Y dio un pajuelazo contra los burros, sin necesidad, ya que los burros iban mucho más adelante de nosotros, encarrerados por la bajada. Sentí el retrato de mi madre guardado en la bolsa de la camisa, calentándome el corazón, como si ella también sudara. Era un retrato viejo, carcomido en los bordes; pero fue el único que conocí de ella. Me lo había encontrado en el armario de la cocina, dentro de una cazuela llena de yerbas: hojas de toronjil, flores de Castilla, ramas de ruda. Desde entonces lo guardé.

Era el único. Mi madre siempre fue enemiga de retratarse. Decía que los retratos eran cosa de brujería. Y así parecía ser; porque el suyo estaba lleno de agujeros como de aguja, y en dirección del corazón tenía uno muy grande donde bien podía caber el dedo del corazón. Es el mismo que traigo aquí, pensando que podría dar buen resultado para que mi padre me reconociera.

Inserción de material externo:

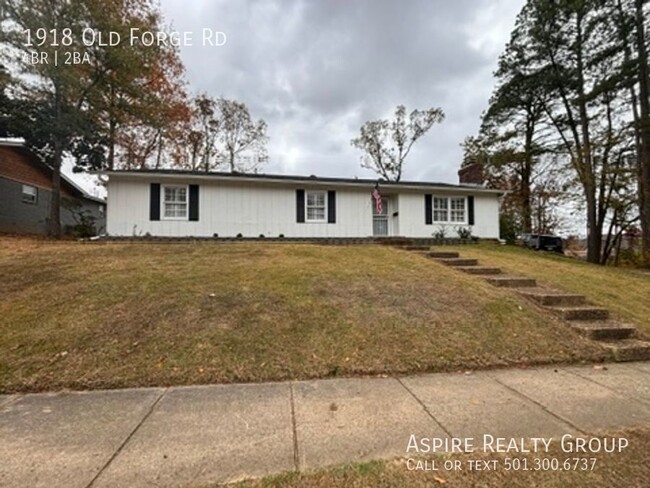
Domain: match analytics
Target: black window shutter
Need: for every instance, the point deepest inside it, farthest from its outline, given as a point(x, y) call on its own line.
point(470, 210)
point(428, 210)
point(194, 203)
point(154, 202)
point(331, 207)
point(300, 206)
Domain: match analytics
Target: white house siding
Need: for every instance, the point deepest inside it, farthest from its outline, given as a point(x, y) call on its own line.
point(412, 221)
point(228, 209)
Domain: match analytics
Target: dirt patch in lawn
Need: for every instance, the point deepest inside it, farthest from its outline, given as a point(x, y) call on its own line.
point(141, 314)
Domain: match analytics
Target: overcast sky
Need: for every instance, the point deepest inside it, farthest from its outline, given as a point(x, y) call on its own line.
point(317, 70)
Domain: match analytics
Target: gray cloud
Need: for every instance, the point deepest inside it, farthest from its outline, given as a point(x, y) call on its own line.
point(316, 70)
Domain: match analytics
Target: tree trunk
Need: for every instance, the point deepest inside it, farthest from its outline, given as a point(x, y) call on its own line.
point(644, 154)
point(55, 204)
point(526, 171)
point(594, 232)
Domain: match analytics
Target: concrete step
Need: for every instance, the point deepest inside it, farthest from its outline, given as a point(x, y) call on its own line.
point(603, 330)
point(457, 261)
point(443, 254)
point(552, 297)
point(581, 312)
point(479, 270)
point(507, 281)
point(628, 349)
point(416, 248)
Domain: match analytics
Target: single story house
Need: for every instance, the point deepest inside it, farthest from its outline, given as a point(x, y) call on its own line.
point(175, 203)
point(26, 195)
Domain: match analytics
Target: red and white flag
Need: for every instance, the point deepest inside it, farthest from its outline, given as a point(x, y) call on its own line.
point(377, 196)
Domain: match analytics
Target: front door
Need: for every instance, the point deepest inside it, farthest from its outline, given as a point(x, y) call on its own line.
point(380, 219)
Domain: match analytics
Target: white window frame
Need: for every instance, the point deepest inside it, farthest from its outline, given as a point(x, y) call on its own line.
point(448, 210)
point(439, 209)
point(29, 197)
point(453, 210)
point(163, 202)
point(307, 206)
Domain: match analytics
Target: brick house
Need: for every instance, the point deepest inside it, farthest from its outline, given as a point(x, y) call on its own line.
point(26, 194)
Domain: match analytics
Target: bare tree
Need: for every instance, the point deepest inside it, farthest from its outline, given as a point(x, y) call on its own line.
point(244, 140)
point(387, 143)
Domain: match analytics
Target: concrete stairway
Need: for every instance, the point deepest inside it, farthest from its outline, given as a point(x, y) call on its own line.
point(591, 321)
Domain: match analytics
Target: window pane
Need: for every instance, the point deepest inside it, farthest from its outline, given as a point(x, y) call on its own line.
point(440, 203)
point(315, 213)
point(316, 199)
point(175, 194)
point(440, 215)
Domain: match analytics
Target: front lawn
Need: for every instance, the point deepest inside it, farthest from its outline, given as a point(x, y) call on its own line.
point(106, 315)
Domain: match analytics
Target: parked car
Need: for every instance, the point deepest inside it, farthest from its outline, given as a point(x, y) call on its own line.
point(543, 242)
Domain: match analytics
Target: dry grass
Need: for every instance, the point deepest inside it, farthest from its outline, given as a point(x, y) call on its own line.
point(629, 468)
point(625, 292)
point(138, 314)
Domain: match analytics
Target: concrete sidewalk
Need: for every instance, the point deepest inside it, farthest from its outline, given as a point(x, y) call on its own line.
point(206, 434)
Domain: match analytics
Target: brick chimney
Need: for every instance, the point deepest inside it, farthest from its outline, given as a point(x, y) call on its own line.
point(471, 172)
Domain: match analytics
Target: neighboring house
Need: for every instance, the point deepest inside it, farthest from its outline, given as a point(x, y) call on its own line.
point(191, 203)
point(26, 194)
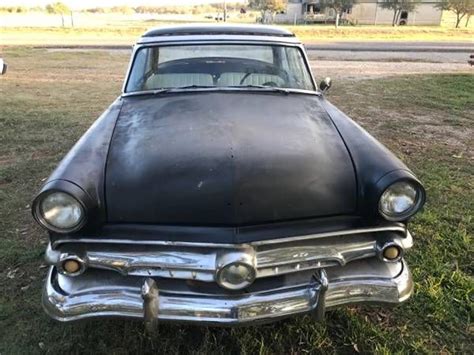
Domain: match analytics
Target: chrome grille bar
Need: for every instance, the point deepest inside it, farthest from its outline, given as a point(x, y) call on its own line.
point(198, 261)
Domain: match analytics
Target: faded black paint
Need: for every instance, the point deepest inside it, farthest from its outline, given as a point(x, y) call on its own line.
point(226, 159)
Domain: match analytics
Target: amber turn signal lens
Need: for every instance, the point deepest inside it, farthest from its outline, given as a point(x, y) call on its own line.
point(71, 266)
point(391, 253)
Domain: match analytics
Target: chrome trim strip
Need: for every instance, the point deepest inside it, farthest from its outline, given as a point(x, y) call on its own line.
point(126, 301)
point(393, 228)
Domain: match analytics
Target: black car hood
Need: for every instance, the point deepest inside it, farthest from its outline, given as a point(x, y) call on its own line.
point(226, 159)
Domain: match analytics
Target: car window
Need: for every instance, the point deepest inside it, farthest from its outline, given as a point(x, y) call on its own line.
point(218, 65)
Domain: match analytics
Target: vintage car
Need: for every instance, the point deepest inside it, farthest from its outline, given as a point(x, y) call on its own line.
point(222, 187)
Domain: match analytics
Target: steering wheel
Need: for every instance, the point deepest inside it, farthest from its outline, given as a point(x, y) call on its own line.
point(274, 71)
point(270, 83)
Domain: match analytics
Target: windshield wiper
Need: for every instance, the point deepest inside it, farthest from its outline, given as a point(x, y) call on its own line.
point(261, 87)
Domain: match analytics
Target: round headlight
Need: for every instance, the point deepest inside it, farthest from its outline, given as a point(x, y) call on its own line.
point(236, 276)
point(400, 201)
point(60, 212)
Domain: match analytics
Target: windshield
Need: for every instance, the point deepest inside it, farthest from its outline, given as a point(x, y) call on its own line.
point(219, 65)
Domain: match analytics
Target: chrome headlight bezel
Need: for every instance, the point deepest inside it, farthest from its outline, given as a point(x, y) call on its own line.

—Mire usted —me dice el arriero, deteniéndose—: ¿Ve aquella loma que parece vejiga de puercos? Pues detrasito de ella está la Media Luna. Ahora voltié para allá. ¿Ve la ceja de aquel cerro? Véala. Y ahora voltié para este otro rumbo. ¿Ve la otra ceja que casi no se ve de lo lejos que está? Bueno, pues eso es la Media Luna de punta a cabo. Como quien dice, toda la tierra que se puede abarcar con la mirada. Y es de él todo ese terrenal. El caso es que nuestras madres nos malparieron en un petate aunque éramos hijos de Pedro Páramo. Y lo más chistoso es que él nos llevó a bautizar. Con usted debe haber pasado lo mismo, ¿no?

—No me acuerdo.

—¡Váyase mucho al carajo!

—¿Qué dice usted?

—Que ya estamos llegando, señor.

—Sí, ya lo veo. ¿Qué pasó por aquí?

—Un correcaminos, señor. Así les nombran a esos pájaros.

—No, yo preguntaba por el pueblo, que se ve tan solo, como si estuviera

abandonado. Parece que no lo habitara nadie.

—No es que lo parezca. Así es. Aquí no vive nadie.

—¿Y Pedro Páramo?

—Pedro Páramo murió hace muchos años.